Il mare Adriatico veniva inoltre chiamato Superiore: Mare Superum. Il Tirreno era quello inferiore: Mare Infe­rum. Inferiore qual-che volta era detto anche lo Jonio. Forse é da quell’epoca che si é conser­vata sull’Adriatico una certa idea di predominio o grandez­za che non é estranea agli abi­tanti delle sue sponde.

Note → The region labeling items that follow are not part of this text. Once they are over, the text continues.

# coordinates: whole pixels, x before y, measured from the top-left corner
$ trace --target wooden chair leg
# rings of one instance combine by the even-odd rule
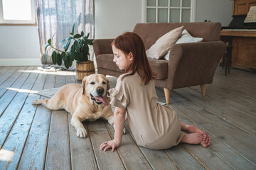
[[[169,104],[169,101],[170,101],[170,90],[168,89],[164,88],[164,96],[166,97],[166,104]]]
[[[200,87],[201,89],[203,96],[206,96],[206,84],[201,84],[200,85]]]

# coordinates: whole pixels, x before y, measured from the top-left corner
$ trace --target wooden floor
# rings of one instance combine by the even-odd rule
[[[256,74],[230,72],[225,76],[218,67],[205,98],[199,86],[171,92],[180,120],[209,134],[208,148],[179,144],[151,150],[128,133],[117,151],[104,152],[100,144],[113,138],[106,122],[84,123],[89,136],[80,139],[70,114],[31,105],[41,97],[34,91],[75,82],[74,72],[0,67],[0,169],[256,169]],[[114,87],[116,78],[110,79]],[[164,101],[162,89],[156,91]]]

L’imma­gine di un mare superiore e grandioso, confermata dalla Sacra Scrittura e dalla fama di Adriano, dovrà poi confrontar­si con quella più modesta e angusta che gli hanno assegna­to la storia e la sorte.

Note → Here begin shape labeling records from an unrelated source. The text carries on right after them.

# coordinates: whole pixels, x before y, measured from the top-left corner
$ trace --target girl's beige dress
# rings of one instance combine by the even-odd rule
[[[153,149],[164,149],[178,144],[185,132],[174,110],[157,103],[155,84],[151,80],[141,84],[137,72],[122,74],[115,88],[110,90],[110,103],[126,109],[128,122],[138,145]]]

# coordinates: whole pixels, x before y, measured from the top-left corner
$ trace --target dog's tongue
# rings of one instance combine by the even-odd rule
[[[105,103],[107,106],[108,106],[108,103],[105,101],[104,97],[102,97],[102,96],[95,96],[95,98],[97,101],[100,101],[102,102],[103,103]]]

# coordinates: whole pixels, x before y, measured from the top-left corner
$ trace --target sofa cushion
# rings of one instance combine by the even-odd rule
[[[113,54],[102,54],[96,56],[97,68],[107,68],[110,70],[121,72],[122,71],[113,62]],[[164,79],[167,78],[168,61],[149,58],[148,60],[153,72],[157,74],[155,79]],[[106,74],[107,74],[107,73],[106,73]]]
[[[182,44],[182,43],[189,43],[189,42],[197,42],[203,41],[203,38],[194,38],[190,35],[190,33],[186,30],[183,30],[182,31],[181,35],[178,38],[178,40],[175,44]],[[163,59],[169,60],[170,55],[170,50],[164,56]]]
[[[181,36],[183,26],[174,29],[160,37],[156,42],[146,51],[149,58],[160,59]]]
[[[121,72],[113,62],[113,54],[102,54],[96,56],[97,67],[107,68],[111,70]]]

Non sappiamo quali imma­gini del mare avessero coloro che per primi si affacciarono all’Adriatico. Certo ne erano ammirati gli antichi Greci e i Romani, i loro predecessori e successori. Plinio il Vecchio annotò, oltre al resto, le anti­che denominazioni di molte città: da Trieste (Tergeste) fino a Otranto sul versante occiden­tale, da Zara (Iader) fino a Dulcigno (Olcinium) su quello orientale. Lo attirò la «costa illirica con più di mille isole, il basso fondale e le dolci corren­ti che penetrano fra le strette insenature». Alcune di queste isole hanno ricevuto nomi be­nedetti: Kornati o Incoronate (che l’etimologli a popolare ha collegato con corona o con cuo­re), Elafiti o Isole dei Cervi, Mljet (Meleda) che contiene la radice di miele (melite nessos). La supposizione che Ulisse le abbia perlustrate prima delle Sporadi e delle Cicladi, o addi­rittura quella che l’autore della Tempesta e del Mercante d. Venezia abbia soggiornato nel­l’Illiria, sono prova dellafacol­tà di im-maginazione di cui le divinità hanno dotato gli anti­chi abitatori di queste rive e i loro discendenti.

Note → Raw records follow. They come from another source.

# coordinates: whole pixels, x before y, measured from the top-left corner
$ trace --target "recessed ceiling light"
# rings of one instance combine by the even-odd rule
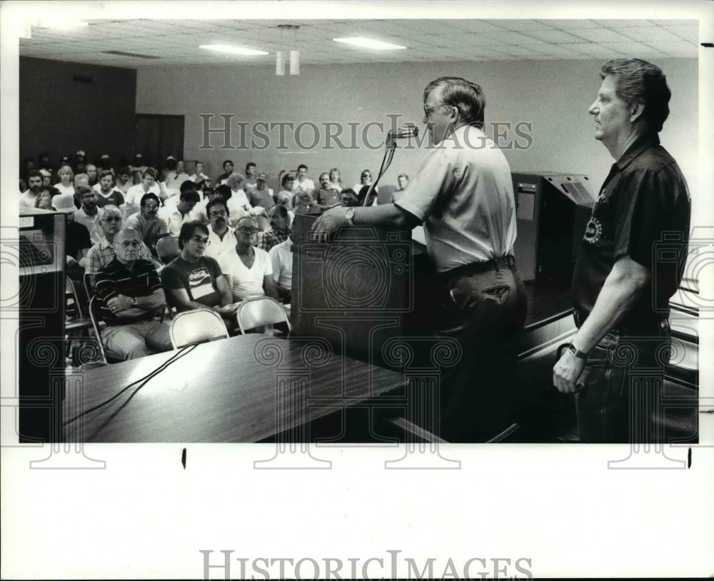
[[[374,49],[376,51],[398,51],[406,49],[406,46],[401,46],[398,44],[392,44],[390,42],[382,42],[372,39],[365,39],[362,36],[355,36],[351,39],[333,39],[336,42],[343,42],[345,44],[353,44],[355,46],[362,46],[365,49]]]
[[[62,20],[61,19],[40,20],[37,24],[44,29],[52,29],[54,30],[72,30],[73,29],[80,29],[83,26],[89,26],[89,23],[85,22],[84,20]]]
[[[228,44],[201,44],[199,49],[216,52],[227,52],[231,54],[243,54],[253,56],[256,54],[268,54],[265,51],[256,51],[253,49],[245,49],[243,46],[231,46]]]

Sul versante occidentale, che é più piano, ci sono meno isole. Le Tremiti hanno più volte cambiato nome: un tem­po si chiamavano isole di Dio­mede, ora sono San Nicola, San Domino, Capraia, non­ché, sperduta in mezzo al ma­re, Pianosa praticamente ano­nima. Dall’altra parte dell’Ap­pennino, a nord e a sud dell’El­ba, gloriosa isola d’esilio, esi­stono un’altra Pianosa e un’al­tra Capraia: i nomi delle isole talvolta si ripetono, come suc­cede nelle famiglie. E non ci sono solo bei nomi. Li danno più spesso quelli che arrivano sulle isole dal mare che non gli stessi isolani, i quali invece denominano le località che circondano con più o meno grande amore o fortuna. Ci sono molti scogli che non sono abitati, oppure che non hanno nome. Ce ne sono più di seicen­to sulla sponda orientale del­l’Adriatico. Non so chi e con quale criterio abbia catalogato e distinto le rocce che spunta­no dal mare, e ancora meno chi le abbia contate tutte: dico­no ce ne siano quattrocento-ventisei. E’ possibile che gli spostamenti tettonici della co­sta nel frattempo ne abbiano creato delle altre. Su carte spe­ciali sono indicate le secche rocciose che spuntano dal ma­re, ce ne sarebbero più di ottan­ta (non sono mai riuscito a stabilire dove ce ne sia qualcu­na: su di esse però andavano a fracassarsi le prue e le colombe delle antiche galee). Delle grot­te nessuno sa il numero né vuole saperlo.